Lula, há dias, garantiu que o povo não está nem aí para o mensalão. Estaria mais preocupado com a situação do Palmeiras no campeonato nacional. O mais grave, porém, não é o escárnio com que o ex-presidente avalia o povo, uma entidade que julga dominar. O mais grave é que parece ter razão.
Na maior e mais politizada cidade brasileira, São Paulo, o candidato do PT, Fernando Haddad, tendo como cabo eleitoral confesso um dos réus condenados, José Dirceu, considerado pelo STF o “chefe da quadrilha”, estaria eleito para a prefeitura.
A menos que as pesquisas estejam equivocadas – o que não seria nenhuma novidade -, Haddad deve vencer as eleições. O que se pergunta é como isso é possível.
Além de ter sido um mau ministro da Educação, em cuja administração registraram-se sucessivos fracassos do Enem – evento que mobiliza os sonhos de parcela da juventude -, Haddad carrega consigo outro estigma: o de ter sido o mentor do kit gay, uma iniciativa antipedagógica, criticada pela própria presidente Dilma Roussef, que a proibiu e cancelou, não obstante o MEC ter gasto cerca de R$ 800 mil com sua elaboração.
Ao mesmo tempo, quando indagado a respeito, o povo condena o mensalão e aplaude o STF pela sentença aos réus.
O ministro Joaquim Barbosa, relator do processo, é aplaudido nas ruas e aparece nas redes sociais como herói da Pátria, que estaria dando demonstração de coragem e senso de justiça.
Em contrapartida, o revisor do mensalão, ministro Ricardo Lewandowski, e o ministro Dias Toffoli, que o acompanha em todos os votos, passaram a temer por sua impopularidade.
Os jornais registram que Lewandowski, no dia da eleição, teve que entrar e sair pelos fundos de sua zona de votação.
Já Dias Toffoli, ainda segundo os jornais, teria tido que se retirar de uma feijoada, diante da reação hostil dos convivas.
O povo, pois, não está indiferente ao mensalão, como quer Lula. Apenas não o articula com a eleição, mesmo sendo ambos indissociáveis. Afinal, o que o STF julgou e condenou foi uma forma de fazer política.
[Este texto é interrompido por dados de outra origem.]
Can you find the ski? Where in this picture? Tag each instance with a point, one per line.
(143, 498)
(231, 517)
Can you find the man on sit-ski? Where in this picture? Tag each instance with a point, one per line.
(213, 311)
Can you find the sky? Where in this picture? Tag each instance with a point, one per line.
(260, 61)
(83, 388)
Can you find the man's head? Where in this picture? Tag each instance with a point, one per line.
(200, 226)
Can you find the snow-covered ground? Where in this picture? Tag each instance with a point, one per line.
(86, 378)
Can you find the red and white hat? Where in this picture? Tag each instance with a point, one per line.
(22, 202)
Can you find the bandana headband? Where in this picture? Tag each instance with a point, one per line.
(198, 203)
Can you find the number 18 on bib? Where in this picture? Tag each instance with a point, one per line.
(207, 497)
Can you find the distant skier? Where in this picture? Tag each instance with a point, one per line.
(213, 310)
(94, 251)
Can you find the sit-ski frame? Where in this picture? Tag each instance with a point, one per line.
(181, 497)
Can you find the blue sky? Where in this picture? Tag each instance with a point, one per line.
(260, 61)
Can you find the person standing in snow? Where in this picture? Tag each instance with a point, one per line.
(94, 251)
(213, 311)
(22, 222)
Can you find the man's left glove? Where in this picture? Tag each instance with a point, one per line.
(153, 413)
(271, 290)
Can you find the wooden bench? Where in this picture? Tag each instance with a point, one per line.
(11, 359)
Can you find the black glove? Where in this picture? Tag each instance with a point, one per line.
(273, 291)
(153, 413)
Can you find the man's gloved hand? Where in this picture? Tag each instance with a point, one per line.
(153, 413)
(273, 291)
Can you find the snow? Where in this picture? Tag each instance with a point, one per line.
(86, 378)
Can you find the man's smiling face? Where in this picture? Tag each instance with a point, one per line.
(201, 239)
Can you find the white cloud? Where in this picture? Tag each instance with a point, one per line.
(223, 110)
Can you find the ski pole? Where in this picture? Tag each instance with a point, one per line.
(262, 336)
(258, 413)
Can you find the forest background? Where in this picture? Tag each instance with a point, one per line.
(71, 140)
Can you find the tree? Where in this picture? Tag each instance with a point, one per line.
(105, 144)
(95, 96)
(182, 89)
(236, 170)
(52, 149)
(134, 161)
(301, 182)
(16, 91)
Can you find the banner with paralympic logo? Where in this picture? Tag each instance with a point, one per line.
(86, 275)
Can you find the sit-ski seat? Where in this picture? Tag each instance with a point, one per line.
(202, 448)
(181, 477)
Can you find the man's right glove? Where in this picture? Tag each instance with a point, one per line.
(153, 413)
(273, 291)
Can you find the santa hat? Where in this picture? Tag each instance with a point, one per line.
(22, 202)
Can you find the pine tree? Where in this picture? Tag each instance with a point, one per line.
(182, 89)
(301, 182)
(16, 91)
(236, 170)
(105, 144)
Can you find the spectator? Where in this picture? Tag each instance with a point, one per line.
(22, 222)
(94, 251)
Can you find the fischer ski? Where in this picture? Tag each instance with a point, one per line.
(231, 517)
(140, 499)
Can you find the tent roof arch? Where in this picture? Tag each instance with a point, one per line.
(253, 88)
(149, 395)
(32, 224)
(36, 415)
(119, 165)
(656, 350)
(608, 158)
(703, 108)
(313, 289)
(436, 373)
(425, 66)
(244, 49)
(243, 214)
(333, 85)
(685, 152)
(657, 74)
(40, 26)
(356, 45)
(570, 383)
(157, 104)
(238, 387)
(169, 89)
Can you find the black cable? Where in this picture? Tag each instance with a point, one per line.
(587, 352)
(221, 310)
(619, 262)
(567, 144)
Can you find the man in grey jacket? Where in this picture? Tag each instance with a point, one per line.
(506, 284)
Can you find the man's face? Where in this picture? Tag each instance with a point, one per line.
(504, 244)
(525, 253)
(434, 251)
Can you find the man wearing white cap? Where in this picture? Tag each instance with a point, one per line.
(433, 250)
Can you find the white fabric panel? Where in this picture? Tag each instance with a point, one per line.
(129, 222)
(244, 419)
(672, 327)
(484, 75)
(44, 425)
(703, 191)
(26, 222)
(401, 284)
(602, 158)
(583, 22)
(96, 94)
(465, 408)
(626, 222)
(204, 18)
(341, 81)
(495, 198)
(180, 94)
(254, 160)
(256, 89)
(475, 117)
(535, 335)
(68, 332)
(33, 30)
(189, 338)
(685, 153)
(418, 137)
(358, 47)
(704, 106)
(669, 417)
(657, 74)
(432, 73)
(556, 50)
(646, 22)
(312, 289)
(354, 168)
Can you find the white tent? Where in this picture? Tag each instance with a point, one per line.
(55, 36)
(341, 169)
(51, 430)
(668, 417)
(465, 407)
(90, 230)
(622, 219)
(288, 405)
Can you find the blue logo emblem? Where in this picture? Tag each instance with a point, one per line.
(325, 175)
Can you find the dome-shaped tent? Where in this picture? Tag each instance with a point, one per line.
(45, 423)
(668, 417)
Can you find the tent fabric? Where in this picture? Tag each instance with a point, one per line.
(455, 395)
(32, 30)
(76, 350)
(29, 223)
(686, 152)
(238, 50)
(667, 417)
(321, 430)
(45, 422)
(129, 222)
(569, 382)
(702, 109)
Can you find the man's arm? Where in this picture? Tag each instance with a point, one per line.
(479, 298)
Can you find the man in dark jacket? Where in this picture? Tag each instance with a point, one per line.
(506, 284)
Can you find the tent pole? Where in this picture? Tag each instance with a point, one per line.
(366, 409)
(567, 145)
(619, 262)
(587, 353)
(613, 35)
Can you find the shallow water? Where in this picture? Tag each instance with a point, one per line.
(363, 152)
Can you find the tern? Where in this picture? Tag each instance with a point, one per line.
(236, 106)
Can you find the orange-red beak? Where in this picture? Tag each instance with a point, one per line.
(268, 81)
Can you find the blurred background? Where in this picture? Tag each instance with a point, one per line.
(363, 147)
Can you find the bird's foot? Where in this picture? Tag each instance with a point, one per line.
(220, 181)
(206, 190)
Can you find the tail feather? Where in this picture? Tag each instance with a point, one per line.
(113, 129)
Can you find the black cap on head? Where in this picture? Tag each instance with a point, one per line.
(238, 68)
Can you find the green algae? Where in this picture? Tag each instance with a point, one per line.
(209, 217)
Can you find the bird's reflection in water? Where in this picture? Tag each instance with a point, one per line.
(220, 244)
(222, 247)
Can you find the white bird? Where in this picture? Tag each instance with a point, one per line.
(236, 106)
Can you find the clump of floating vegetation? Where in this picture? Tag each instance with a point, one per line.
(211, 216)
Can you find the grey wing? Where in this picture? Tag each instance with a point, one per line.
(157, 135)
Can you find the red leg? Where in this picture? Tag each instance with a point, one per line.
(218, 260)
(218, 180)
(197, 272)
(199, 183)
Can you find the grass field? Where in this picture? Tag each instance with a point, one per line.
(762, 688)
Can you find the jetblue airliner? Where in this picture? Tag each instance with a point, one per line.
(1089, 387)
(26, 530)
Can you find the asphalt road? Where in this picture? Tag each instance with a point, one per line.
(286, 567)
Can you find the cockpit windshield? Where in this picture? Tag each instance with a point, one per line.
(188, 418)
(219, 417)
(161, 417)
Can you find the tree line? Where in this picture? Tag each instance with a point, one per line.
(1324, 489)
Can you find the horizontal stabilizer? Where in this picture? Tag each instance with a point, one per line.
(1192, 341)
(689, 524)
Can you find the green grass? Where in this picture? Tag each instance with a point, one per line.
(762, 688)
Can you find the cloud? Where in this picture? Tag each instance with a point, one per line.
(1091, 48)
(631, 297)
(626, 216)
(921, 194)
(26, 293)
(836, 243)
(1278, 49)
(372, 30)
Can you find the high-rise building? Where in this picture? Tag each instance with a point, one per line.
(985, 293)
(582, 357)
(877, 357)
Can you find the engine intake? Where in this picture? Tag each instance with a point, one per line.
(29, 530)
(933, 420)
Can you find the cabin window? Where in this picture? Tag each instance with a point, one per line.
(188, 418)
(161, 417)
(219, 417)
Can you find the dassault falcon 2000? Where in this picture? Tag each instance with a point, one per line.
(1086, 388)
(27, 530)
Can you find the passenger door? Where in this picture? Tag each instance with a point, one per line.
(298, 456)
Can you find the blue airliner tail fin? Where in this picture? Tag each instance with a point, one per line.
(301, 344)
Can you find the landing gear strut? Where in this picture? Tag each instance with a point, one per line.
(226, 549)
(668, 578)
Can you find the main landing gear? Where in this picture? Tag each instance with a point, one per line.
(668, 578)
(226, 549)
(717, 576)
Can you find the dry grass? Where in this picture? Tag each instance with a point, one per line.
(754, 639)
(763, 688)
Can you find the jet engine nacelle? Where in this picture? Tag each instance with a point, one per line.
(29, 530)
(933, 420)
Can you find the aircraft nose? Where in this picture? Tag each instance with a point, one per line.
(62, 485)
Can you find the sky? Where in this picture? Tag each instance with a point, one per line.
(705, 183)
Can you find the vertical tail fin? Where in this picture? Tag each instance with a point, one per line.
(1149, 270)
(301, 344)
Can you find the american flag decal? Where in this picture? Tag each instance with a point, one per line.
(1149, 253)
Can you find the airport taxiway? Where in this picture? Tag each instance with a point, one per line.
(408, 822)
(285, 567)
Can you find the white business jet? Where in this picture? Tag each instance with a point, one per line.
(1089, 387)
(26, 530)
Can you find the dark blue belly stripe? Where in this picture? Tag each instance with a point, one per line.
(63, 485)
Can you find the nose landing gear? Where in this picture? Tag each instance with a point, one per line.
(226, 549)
Uma forma adotada pelo PT.
Os ministros do STF consideraram mais grave que o roubo de recursos públicos – o que, em si, não é novidade - a finalidade que o motivou (esta, sim, inédita): a pretensão de, por essa via, exercer o domínio do Estado.
Os ministros Celso de Mello e Ayres Britto usaram a palavra “golpe de Estado”, que a tanto equivaleria, segundo eles, o sucesso da empreitada, a compra de um poder da República por outro.
O STF condenou José Dirceu como o cérebro por trás do que considerou “um crime contra a democracia”. Mesmo assim, Dirceu, depois de ameaçar ir às cortes internacionais em protesto, não poupou críticas à Suprema Corte.
O mesmo fizeram José Genoíno e João Paulo Cunha, igualmente condenados. O mesmo fizeram os mais altos dirigentes do PT.
O Supremo não reagiu, o que tem estimulado a continuidade dos impropérios contra ele. Os juízes já foram chamados de “capachos de uma elite imunda” e integrantes de “um tribunal de exceção”, ofensas que se estendem a todo o Poder Judiciário, do qual é a mais alta instância.
A demora na dosimetria das penas agrava o ambiente. É possível que a condição de mártires que os petistas condenados se auto-atribuem esteja favorecendo a performance do cabo eleitoral Dirceu, que considerou mais importante eleger Haddad que se defender.
É compreensível: a eventual conquista da prefeitura de São Paulo, cujo orçamento é o do Uruguai e Paraguai somados, favorece a conquista do governo paulista, que é maior que o da Argentina, e propicie a tão sonhada hegemonia do partido.
A dosimetria e os embargos infringentes que os advogados dos condenados interporão levarão o fim do julgamento a meados do ano que vem, quando a composição do Supremo já não será a mesma.
Nesses termos, o julgamento, tido como o maior da história do STF, não terá sido mais que uma nova expectativa de mudança frustrada – como as diretas já, a Constituinte, o impeachment de Collor, a CPI dos anões do orçamento. Etc.